Latest datapoints missing in graph

Asked by Zdeněk Pižl

Greetings,

 I am facing strange behaviour of Graphite infrastructure - there are latest datapoints missing from graphs.

My infrastructure contains:
a) 1x dedicated graphite-web for unique access point for any dashboard tool
b) 2x relay hosts running carbon-relay only
c) 2x storage hosts running carbon-cache (and graphite-web) only

The intention of this deployment design is as follows:

- any node sends datapoints metrics to one from defined relay hosts,
- this relay hosts know about all (currently 2) storage nodes and using consistent-hashing distributes datapoints among them,
- storage node with 'MAX_UPDATES_PER_SECOND = 50' and 'MAX_CACHE_SIZE = inf' saves datapoints to whisper database

The issue I am facing is that mostly in each graph there are missing latest datapoints from some metrics. But after some time and multiple reloads of graph (probably after saving those missing datapoint to whisper finally) those datapoints have appeared, but again the new latest ones are missing, and so on ...

My dashboarding tool (Grafana) is asking the graphite-web node (a) which is aware of all carbon-cache (storage) nodes defined in CLUSTER_SERVERS directive of local-setings.py.

What could be the reason of missing data? I assume there should be at least datapoints from all metrics up to some time but not in spread for i.e. 5 minutes.

Thank you for your ideas and help, regards .zp.

Question information

Language:
English Edit question
Status:
Expired
For:
Graphite Edit question
Assignee:
No assignee Edit question
Last query:
Last reply:
Revision history for this message
Nitin (nitinpasari) said :
#1

I think that's because those points aren't written to the whisper files yet. I had a similar situation where I couldn't see the most recent points and there were still in memory. If you look at the metric - carbon.agents.[agent-name].cache.size. It might be huge if the datapoints are lagging by so much.

Now, if I remember correctly, I looked at the code and the documentation when this happened to me, and it seems the web-app tries to look up the cache as well when query for datapoints but obviously it wasn't for me or maybe I had my configuration wrong somewhere.
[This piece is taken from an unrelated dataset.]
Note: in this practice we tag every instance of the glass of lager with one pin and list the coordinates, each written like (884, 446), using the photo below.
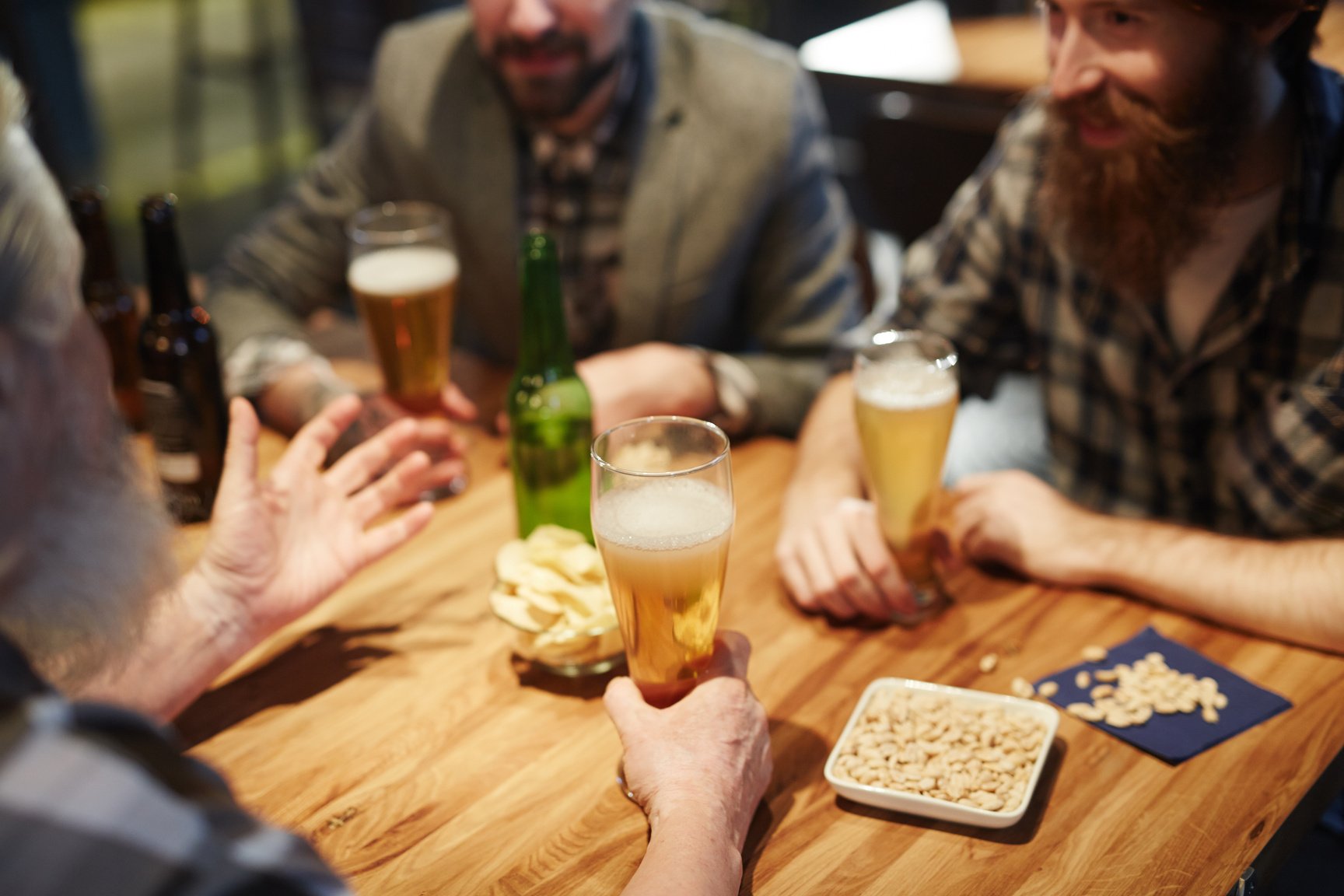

I am suspecting you are having the same issue. Try to check the cache size of the carbon agents and see if that makes sense?

Revision history for this message
Launchpad Janitor (janitor) said :
#2

This question was expired because it remained in the 'Open' state without activity for the last 15 days.

Revision history for this message
Zdeněk Pižl (zdenek-pizl) said :
#3

Well, all this issue were caused by misconfiguration of graphite-web. There was wrong prefix in WHISPER_DIR so any query to cache missed datapoint there. Therefore only datapoints from cache were missing ...